The power of a test is the probability of rejecting the null hypothesis, H0, when it is false.
The test power calculator computes the test power based on the sample size and effects size and generates an accurate power analysis chart.
A larger sample size increases the statistical power.
Power = 1- β.
β is the probability of a Type II error, which occurs when the null hypothesis fails to be rejected even though it is false.
Researchers usually choose a power of 0.8, meaning the Beta level (β), the maximum probability of Type II error, or failure to reject an incorrect H0, is 0.2.
The commonly used significance level (α), which represents the maximum probability of type I error, is 0.05.
In this case the Beta level (β) is four times larger than the significance level (α), as rejecting a true null hypothesis is considered more severe than failing to reject a false null hypothesis.
Power analysis chart
All the calculators generate the following chart based on the real values you entered and the calculations performed by the calculator.
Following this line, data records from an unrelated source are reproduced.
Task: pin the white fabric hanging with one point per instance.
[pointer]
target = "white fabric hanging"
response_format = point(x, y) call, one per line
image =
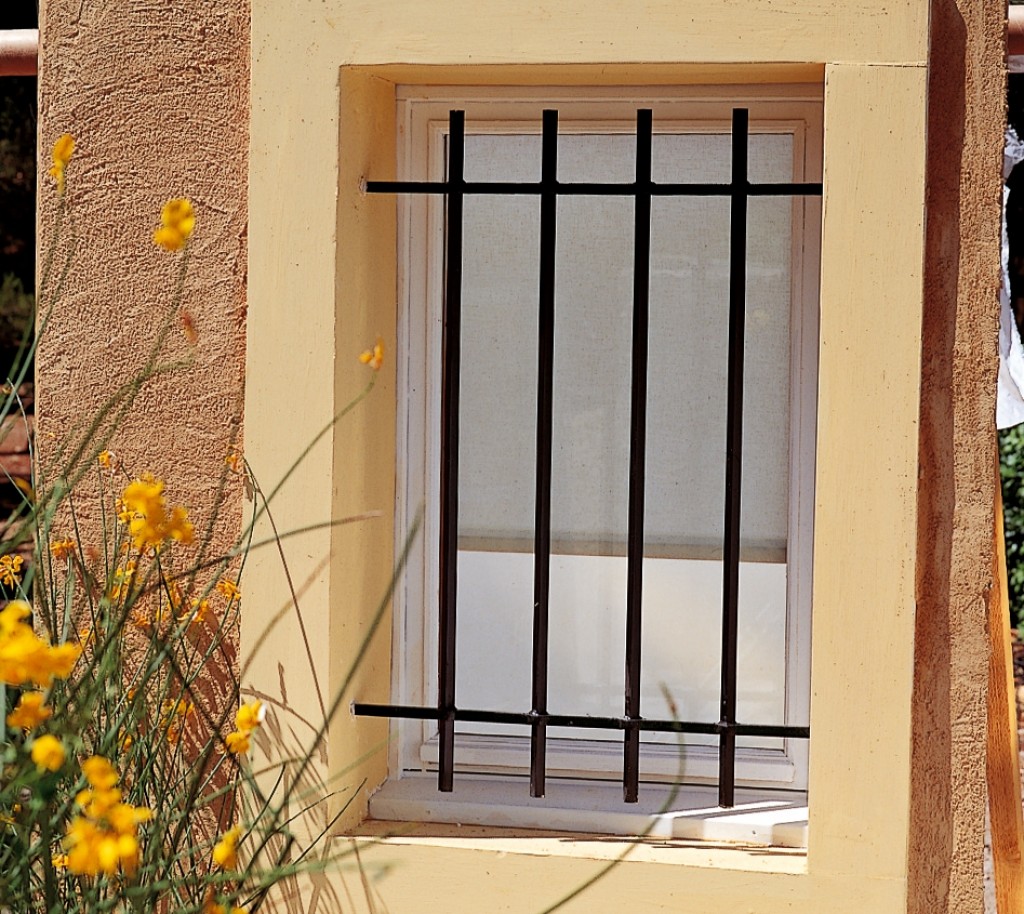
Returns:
point(1010, 393)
Region of Acceptance: Accept the null hypothesis (H0) if the test statistic falls within this region.
Region of Rejection: Reject the null hypothesis (H0) if the test statistic falls within this region.
Grey area: The probability of accepting H0 when H0 is true.
Significance level (α): The probability of Type I error, rejecting H0 when H0 is true.
Beta (β): The probability of Type II error, failing to reject H0 when H0 is false.
Test power: The probability of rejecting H0 when H0 is false.